If it were true that Christianity could cause men to renounce righteousness, that would be a remarkable feat indeed, for men covet this pleasure above all others. To stand before the reprobate, the “racist” or the “sexist”, glaring with bulging eyes, accusatory finger outstretched, to say “how dare you!”, it’s the best thing in life. The euphoria induced by certain drugs is the only experience to which it could be compared, and righteousness is more intense and addictive than any drug. When a man has tasted sweet righteousness, he will do anything to experience it again.
If what you say is true, then this craving for moral superiority and indignation must be countered. What would a society be like where everyone was locked in a race with everyone else, each person trying to position himself to condemn all his neighbors? It would be a nightmare. Fortunately, people will renounce this pleasure. The fact that there was once a Christendom proves it.
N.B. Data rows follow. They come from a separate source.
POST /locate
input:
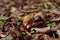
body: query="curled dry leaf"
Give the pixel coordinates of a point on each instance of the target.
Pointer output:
(40, 14)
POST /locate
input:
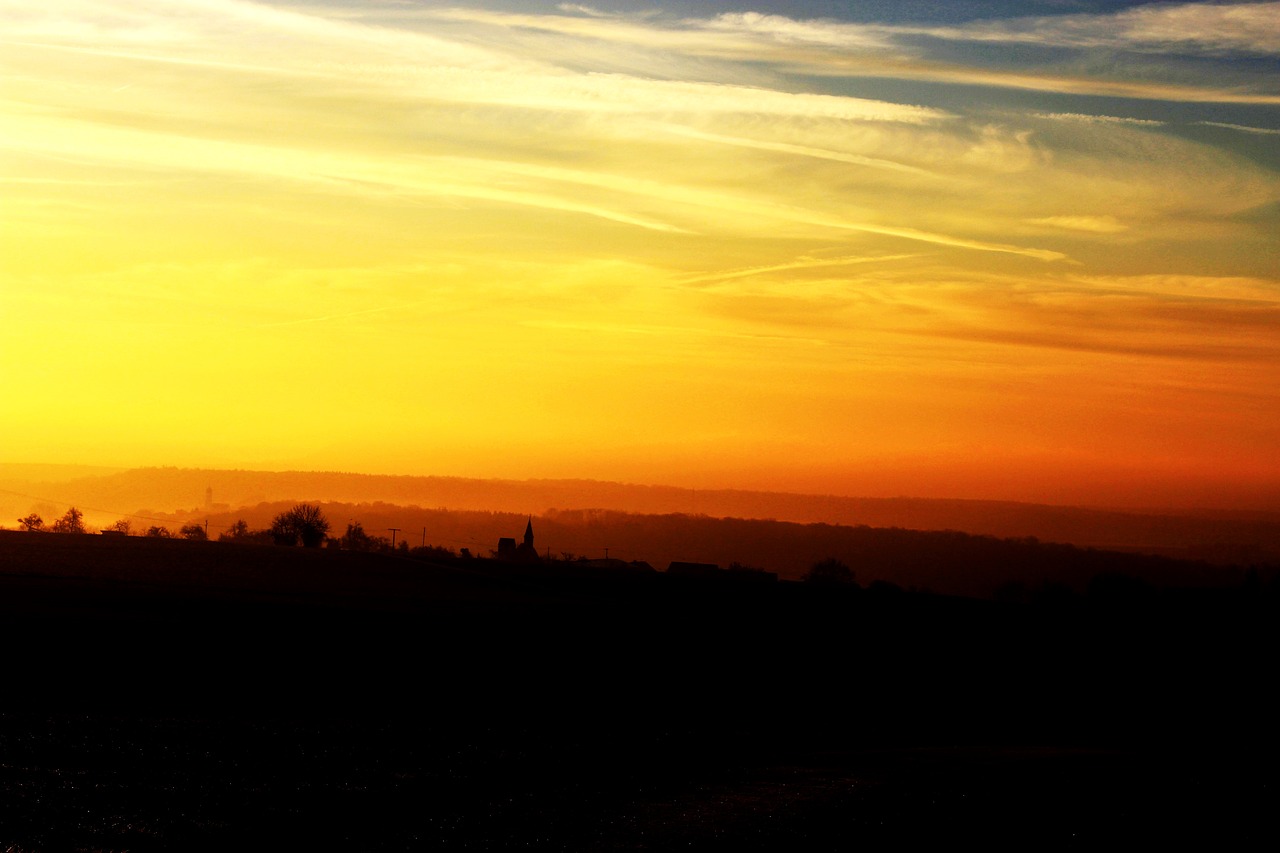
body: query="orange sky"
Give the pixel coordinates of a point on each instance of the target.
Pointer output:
(705, 250)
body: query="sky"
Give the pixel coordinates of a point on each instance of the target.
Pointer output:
(992, 250)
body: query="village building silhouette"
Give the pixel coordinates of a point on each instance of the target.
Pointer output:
(524, 552)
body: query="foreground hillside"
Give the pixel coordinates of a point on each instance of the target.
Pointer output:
(169, 694)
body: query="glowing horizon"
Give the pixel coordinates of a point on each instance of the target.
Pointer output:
(1008, 254)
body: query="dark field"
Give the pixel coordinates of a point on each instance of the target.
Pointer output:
(178, 696)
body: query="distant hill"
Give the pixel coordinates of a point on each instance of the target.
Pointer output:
(1217, 537)
(942, 561)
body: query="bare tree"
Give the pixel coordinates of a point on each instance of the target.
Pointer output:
(73, 521)
(193, 532)
(830, 571)
(305, 523)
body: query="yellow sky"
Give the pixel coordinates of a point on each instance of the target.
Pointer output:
(620, 247)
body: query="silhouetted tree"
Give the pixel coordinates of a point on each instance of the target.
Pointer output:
(73, 521)
(193, 532)
(830, 571)
(305, 523)
(238, 530)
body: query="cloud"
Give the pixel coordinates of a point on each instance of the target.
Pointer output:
(1243, 128)
(1098, 119)
(1089, 224)
(1200, 27)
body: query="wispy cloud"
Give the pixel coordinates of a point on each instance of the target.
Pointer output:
(1243, 128)
(1202, 27)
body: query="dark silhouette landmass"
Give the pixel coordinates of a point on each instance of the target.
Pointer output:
(942, 561)
(1221, 537)
(167, 693)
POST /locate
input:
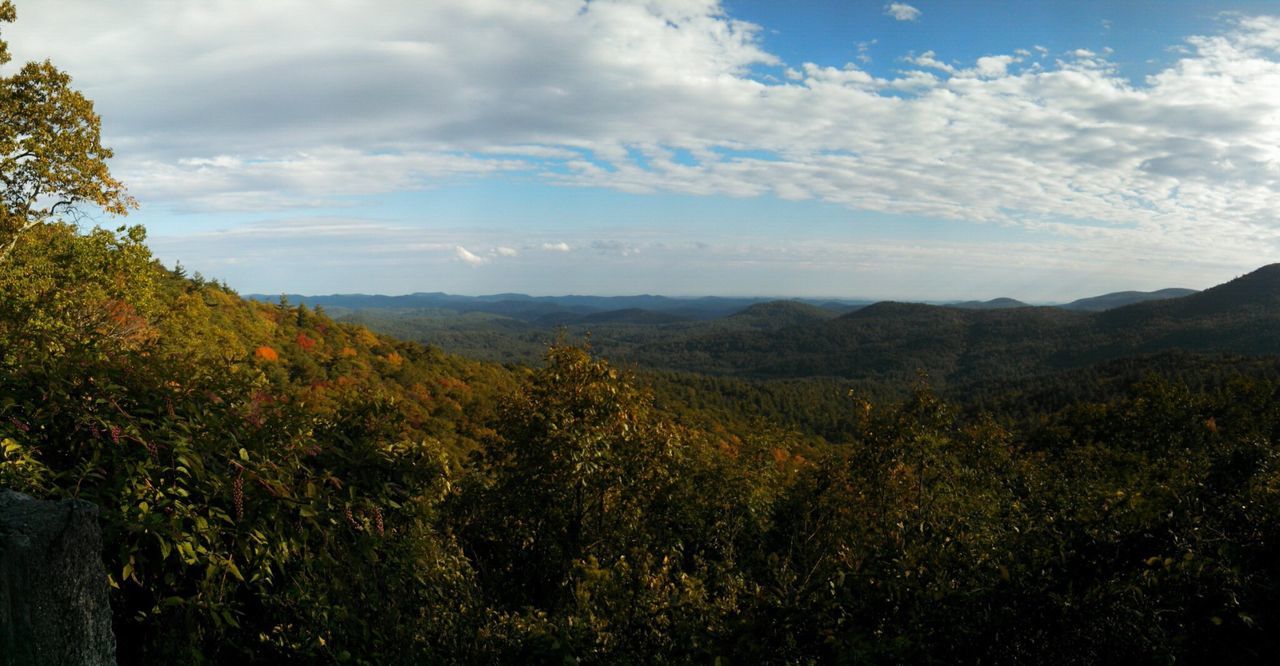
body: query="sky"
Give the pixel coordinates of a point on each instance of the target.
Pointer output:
(932, 150)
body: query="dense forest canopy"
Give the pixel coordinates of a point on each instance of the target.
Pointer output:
(280, 487)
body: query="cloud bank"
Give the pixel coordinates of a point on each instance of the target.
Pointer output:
(243, 105)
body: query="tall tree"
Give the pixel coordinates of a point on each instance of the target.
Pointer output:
(51, 156)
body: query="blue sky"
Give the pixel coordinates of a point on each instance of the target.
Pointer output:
(882, 150)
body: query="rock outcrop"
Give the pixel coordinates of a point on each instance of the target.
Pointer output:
(54, 603)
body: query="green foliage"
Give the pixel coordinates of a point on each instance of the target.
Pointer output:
(280, 487)
(51, 158)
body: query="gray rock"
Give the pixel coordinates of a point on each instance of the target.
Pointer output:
(54, 607)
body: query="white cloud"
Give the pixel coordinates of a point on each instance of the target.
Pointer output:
(993, 65)
(469, 258)
(929, 59)
(901, 12)
(238, 105)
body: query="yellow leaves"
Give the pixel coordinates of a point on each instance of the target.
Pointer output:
(366, 338)
(51, 156)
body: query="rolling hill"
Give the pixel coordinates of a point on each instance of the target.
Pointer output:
(892, 341)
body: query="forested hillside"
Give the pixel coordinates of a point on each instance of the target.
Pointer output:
(900, 483)
(280, 487)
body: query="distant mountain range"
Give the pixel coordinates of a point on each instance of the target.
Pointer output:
(794, 338)
(560, 310)
(892, 341)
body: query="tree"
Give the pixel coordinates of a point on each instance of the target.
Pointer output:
(51, 156)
History in fact tells us something different, that Christian civilization is uniquely susceptible to the pharisaical arms race. Having to live for so long without the assured intrinsic righteousness other peoples take for granted, when Christians were granted the slightest taste, they completely lost their heads, like non-drinkers with no tolerance for alcohol.
Why do people call WWII “the good war”? We bombed civilians, incarcerated citizens, atomized cities of defenseless civilians in an already prostrate foe, made the outrageous insistence of surrender without terms, all so that Joseph Stalin could be lord of Eurasia. Yet we look back to this time with pride and relish, because for a short moment in time, our Jewish cultural masters shared with us their precious righteousness. For once, we were not ignorant bigots but righteous men on a holy crusade against Hitler. Is it a coincidence that the West rejected Christianity so soon after WWII? Having had the slightest taste of sweet righteousness, they were hooked, would do anything for another hit. The next generation, consumed with jealousy of their fathers, rushed to Jew-approved Social Justice movements. What was the Civil Rights movement but an exercise in Nazi-hunting, a craving for that glow of moralistic certainty they think their fathers must have enjoyed while incinerating the women and children of Dresden? The point was never to help blacks, but to hunt down racists, people who could be identified, shrieked at, and destroyed in an orgy of sweet, sweet righteousness. And so it goes on today, with Social Justice making more and more outrageous demands. Often the Nazi enemy retreats so fast he must be pursued, and escalation must proceed beyond all reason (mentally ill men in the women’s restroom?) just to get the slightest pushback, and with it that delicious frisson of righteousness.
I don’t deny that this is a danger for Christian peoples. Hedonism offers the pleasure of indulgence. Pharisaism offers the pleasure of self-righteousness. Christianity offers neither. Leftism offers both. It’s no wonder so many have traded Christianity for Social Justice. But there is at least this to be said for Christianity, that it won’t coexist, at least not for long, with Social Justice Pharisaism. Having embraced the latter, Westerners find it impossible to hold onto the former.
That’s small comfort, but I grant it. Christianity is certainly a finer thing than anything that can coexist comfortably with Social Justice. Like you, I wish I could be a Christian; I know my ancestors would have wanted it. Only some are given faith, but even the desire for faith is a great gift, one that I will guard and cling to.